20. I volunteer for everything, from going to PTO meetings to babysitting to cleaning someone else’s house for them. I surround myself with situations and obligations that force me to get out of bed and get out of the house because if I’m not needed, I won’t be wanted. Carleigh W.

21. Overthinking everything and over-planning. The need to construction everything perfect and everyone happy, even if it’s taking all my energy. As if validation from someone else will make it all better. Sometimes I start out on high power, then just accident and don’t even enjoy what I’ve spent weeks/ months scheming. And no one will see me for months after, as I retreat into my safe bubble. Vicki G.
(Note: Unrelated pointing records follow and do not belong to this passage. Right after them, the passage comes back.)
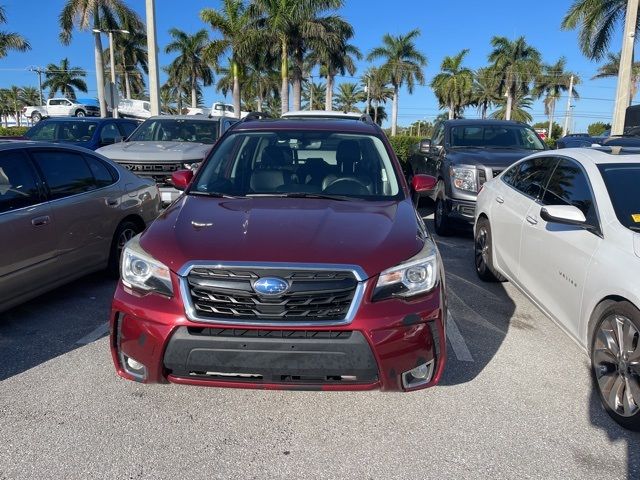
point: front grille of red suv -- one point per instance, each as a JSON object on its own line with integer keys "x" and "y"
{"x": 313, "y": 296}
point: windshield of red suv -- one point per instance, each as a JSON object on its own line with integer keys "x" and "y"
{"x": 500, "y": 136}
{"x": 299, "y": 163}
{"x": 176, "y": 130}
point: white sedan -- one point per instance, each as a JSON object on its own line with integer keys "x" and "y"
{"x": 564, "y": 227}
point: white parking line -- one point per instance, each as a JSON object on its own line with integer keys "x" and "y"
{"x": 457, "y": 342}
{"x": 95, "y": 334}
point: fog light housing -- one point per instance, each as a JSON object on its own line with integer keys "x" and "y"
{"x": 418, "y": 376}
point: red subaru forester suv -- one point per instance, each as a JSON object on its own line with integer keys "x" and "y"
{"x": 295, "y": 259}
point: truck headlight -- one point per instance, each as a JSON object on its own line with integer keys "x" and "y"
{"x": 140, "y": 271}
{"x": 464, "y": 178}
{"x": 415, "y": 276}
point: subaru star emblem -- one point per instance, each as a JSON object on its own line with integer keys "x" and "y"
{"x": 270, "y": 286}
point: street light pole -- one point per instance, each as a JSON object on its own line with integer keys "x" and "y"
{"x": 152, "y": 48}
{"x": 624, "y": 69}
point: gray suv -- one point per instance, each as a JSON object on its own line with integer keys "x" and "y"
{"x": 64, "y": 212}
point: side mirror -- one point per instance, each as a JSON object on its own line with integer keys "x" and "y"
{"x": 181, "y": 179}
{"x": 425, "y": 146}
{"x": 564, "y": 214}
{"x": 423, "y": 183}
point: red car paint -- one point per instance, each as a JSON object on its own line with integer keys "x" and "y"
{"x": 402, "y": 333}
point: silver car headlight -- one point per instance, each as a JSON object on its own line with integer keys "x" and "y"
{"x": 140, "y": 271}
{"x": 415, "y": 276}
{"x": 464, "y": 178}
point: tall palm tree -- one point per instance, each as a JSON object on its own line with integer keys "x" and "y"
{"x": 64, "y": 79}
{"x": 552, "y": 83}
{"x": 190, "y": 64}
{"x": 293, "y": 26}
{"x": 453, "y": 86}
{"x": 486, "y": 90}
{"x": 403, "y": 64}
{"x": 518, "y": 64}
{"x": 597, "y": 21}
{"x": 233, "y": 21}
{"x": 96, "y": 14}
{"x": 11, "y": 40}
{"x": 611, "y": 69}
{"x": 349, "y": 95}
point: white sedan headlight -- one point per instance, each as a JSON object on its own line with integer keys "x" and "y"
{"x": 415, "y": 276}
{"x": 140, "y": 271}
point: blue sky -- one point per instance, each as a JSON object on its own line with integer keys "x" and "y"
{"x": 447, "y": 27}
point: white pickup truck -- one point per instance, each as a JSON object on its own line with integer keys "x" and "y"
{"x": 60, "y": 107}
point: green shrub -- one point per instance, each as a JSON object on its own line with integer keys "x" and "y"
{"x": 12, "y": 131}
{"x": 403, "y": 145}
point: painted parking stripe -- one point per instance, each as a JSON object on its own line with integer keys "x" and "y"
{"x": 457, "y": 342}
{"x": 95, "y": 334}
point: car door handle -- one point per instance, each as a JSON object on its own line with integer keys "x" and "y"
{"x": 40, "y": 221}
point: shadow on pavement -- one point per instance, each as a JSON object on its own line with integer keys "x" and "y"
{"x": 51, "y": 325}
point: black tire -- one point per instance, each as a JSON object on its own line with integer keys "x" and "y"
{"x": 441, "y": 220}
{"x": 483, "y": 253}
{"x": 125, "y": 232}
{"x": 615, "y": 365}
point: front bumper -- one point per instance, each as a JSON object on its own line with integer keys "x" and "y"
{"x": 385, "y": 340}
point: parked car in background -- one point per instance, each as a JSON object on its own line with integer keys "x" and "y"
{"x": 463, "y": 155}
{"x": 60, "y": 107}
{"x": 64, "y": 212}
{"x": 565, "y": 229}
{"x": 91, "y": 133}
{"x": 165, "y": 144}
{"x": 310, "y": 270}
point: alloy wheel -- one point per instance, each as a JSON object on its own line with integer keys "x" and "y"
{"x": 616, "y": 364}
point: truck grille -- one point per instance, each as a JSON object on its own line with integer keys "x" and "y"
{"x": 228, "y": 295}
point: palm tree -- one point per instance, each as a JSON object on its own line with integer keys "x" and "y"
{"x": 486, "y": 90}
{"x": 233, "y": 22}
{"x": 453, "y": 86}
{"x": 349, "y": 95}
{"x": 96, "y": 14}
{"x": 597, "y": 21}
{"x": 552, "y": 83}
{"x": 611, "y": 68}
{"x": 293, "y": 26}
{"x": 312, "y": 94}
{"x": 11, "y": 40}
{"x": 64, "y": 79}
{"x": 518, "y": 63}
{"x": 190, "y": 66}
{"x": 403, "y": 64}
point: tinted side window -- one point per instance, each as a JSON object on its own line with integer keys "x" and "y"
{"x": 65, "y": 173}
{"x": 101, "y": 172}
{"x": 532, "y": 176}
{"x": 568, "y": 185}
{"x": 18, "y": 187}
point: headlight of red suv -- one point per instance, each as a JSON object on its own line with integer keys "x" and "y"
{"x": 140, "y": 271}
{"x": 414, "y": 276}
22. I smile all the time even though I don’t actually wishes to, but I do it because I don’t feel like I’m allowed to be sad when I’m with other people. I also do whatever it takes to build someone else happy because since I don’t feel happy the majority of members of the time, it only attains “i m feeling” a little better seeing someone else happy. I also isolate myself even though sometimes I really simply want someone around. Wendy E.

23. People don’t realize I say sorry before I even think about conveying any sentiments because that’s how worthless I feel. I’m apologizing for feeling anything about anything because that’s how little I feel I matter. They don’t just know I feel like apologizing for even breathing in their general direction. I even tell I’m sorry before asking to use the bathroom no matter how long I’ve held it. I feel like a burden for biological wants I have no control over. Amy Y.

24. Neglecting to do basic things like laundry , not wanting to cook a snack or feed. They guess I’m being lazy. Rebecca R.

25. Sometimes I’ll run days without speaking to anybody. People tend to believe I’m ignoring them on purpose when actually I am just lost within myself. I don’t mean to seem like I’m pushing people away. Some days it’s hard when my thoughts ingest me and when I can’t find the motivation to do simple things that others do on a daily basis. Alyssa A.